SHEHECHEYANU 
 
No festival is complete without the Shehecheyanu blessing. It has been part of Jewish life for nearly 2000 years. Beginning in the Talmud (Ber. 54a, Pes. 7b, Sukkah 46a, etc.), it has become the way in which we greet any new and exciting moment. We say, "Blessed are You, Lord our God, King of the Universe, who has kept us in life, preserved us and enabled us to reach this time". Whilst it does not necessarily require an elaborate musical setting, there is a famous fast-paced musical rendition composed by Meyer Machtenberg, an
Eastern European choirmaster who flourished in the United States a century ago. Shehecheyanu says three things: 1. God has "kept us in life". Life is the supreme blessing. We should never tire of it.
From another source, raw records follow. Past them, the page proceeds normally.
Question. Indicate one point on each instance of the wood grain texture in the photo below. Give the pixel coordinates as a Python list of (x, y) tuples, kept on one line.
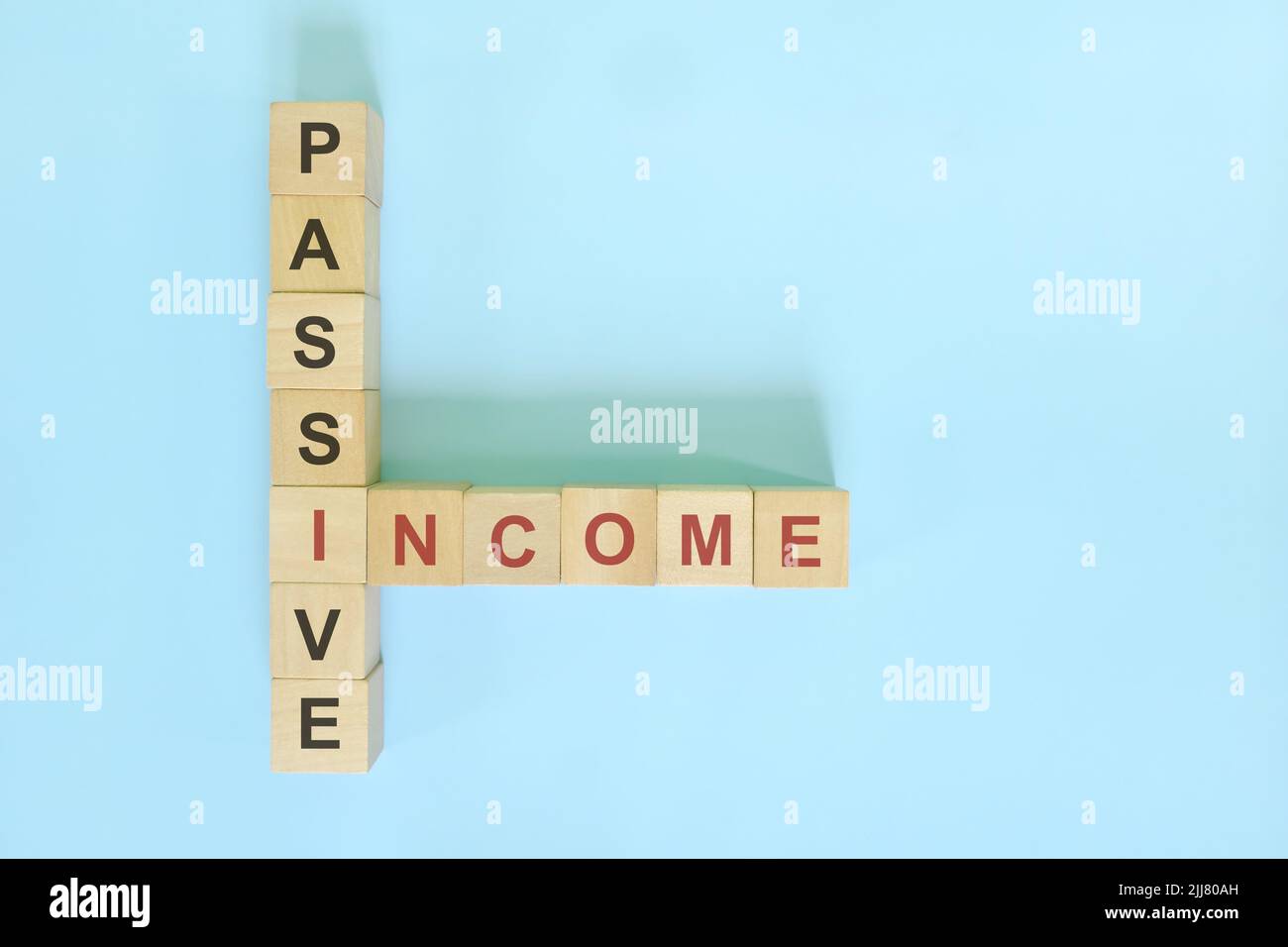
[(352, 230), (352, 714), (344, 447), (356, 163), (802, 538), (709, 527), (592, 526), (339, 631), (537, 532), (323, 341), (294, 541), (402, 514)]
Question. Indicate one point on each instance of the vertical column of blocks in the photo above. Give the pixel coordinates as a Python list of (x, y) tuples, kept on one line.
[(323, 368)]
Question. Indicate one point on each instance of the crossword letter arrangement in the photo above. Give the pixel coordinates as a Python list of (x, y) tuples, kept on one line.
[(336, 531)]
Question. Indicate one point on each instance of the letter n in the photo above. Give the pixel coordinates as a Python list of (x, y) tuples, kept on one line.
[(404, 531)]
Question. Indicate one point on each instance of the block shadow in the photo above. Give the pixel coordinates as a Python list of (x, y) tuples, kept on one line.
[(759, 441), (333, 63)]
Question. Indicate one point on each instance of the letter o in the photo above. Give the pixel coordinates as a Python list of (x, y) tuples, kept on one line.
[(592, 539)]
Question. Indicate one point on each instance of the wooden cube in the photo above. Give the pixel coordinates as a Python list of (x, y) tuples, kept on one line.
[(322, 629), (326, 149), (511, 536), (317, 534), (802, 538), (703, 535), (323, 245), (327, 725), (608, 535), (325, 438), (323, 341), (415, 532)]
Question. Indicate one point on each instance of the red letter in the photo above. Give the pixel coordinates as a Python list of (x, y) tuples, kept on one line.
[(498, 530), (627, 539), (318, 535), (691, 534), (791, 543), (404, 531)]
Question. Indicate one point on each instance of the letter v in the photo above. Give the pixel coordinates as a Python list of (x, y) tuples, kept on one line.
[(317, 650)]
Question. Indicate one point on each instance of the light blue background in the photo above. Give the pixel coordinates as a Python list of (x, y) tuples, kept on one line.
[(768, 169)]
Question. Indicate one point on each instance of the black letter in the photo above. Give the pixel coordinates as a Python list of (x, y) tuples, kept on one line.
[(317, 650), (320, 437), (323, 253), (308, 722), (318, 341), (308, 150)]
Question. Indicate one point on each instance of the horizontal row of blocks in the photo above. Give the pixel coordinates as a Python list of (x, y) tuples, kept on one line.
[(452, 534)]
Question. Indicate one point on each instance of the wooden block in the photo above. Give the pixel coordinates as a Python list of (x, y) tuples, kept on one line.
[(511, 536), (323, 341), (326, 149), (317, 534), (608, 535), (323, 245), (329, 725), (325, 438), (803, 538), (322, 629), (415, 532), (703, 535)]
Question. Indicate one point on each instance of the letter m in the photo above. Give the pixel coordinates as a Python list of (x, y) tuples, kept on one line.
[(691, 536)]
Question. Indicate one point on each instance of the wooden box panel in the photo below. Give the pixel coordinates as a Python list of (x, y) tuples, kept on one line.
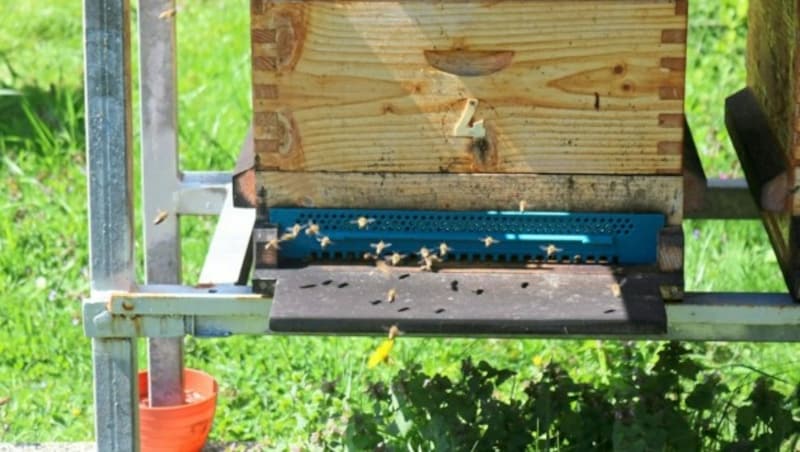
[(562, 86)]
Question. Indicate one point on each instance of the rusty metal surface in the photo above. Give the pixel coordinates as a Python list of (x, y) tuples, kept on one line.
[(547, 300)]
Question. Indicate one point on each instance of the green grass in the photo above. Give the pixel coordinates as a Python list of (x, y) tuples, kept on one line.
[(271, 387)]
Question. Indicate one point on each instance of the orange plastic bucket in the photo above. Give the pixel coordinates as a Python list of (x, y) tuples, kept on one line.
[(180, 428)]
It is true that Jonah in the Bible said that it was better to die than to live, but I hope his despair was momentary. If ever any of us should want to give up on life, the answer is to find a good deed to do, and suddenly life will have meaning once again. It is not only our own life that we should preserve at all costs, but that of others. Elie Wiesel, writing about the Holocaust, summed it all up by saying, "A child died - and it wanted to live". Every child and every human being has a right to live and if anyone, God forbid, has the thought of killing someone, a much better option is to perform an act of love and humanity. 2. God has "preserved us". Every moment is dangerous, wherever we are. It's amazing how almost always we reach the end of the day safe. If sometimes we complain about the problem of evil, isn't there also a problem of good? So many good things happen to us that we should daily bless God for the fact that we can wake up, we can live, we can move, we can think, we can love, and we can spend another day usefully. 3. God has "enabled us to reach this time". Which time? Every time, every moment, every day. So many special days punctuate the year, and human life. So often it happens that someone who is getting older and not so well says, for example, to a grandchild, "I want to be there at your Bar-mitzvah, I want to be there at your wedding", and so often their superhuman effort of will keeps them going. No wonder they want to say Shehecheyanu. But whoever we are, every day is a privilege to celebrate the thought that life is so full of joy and exhilaration.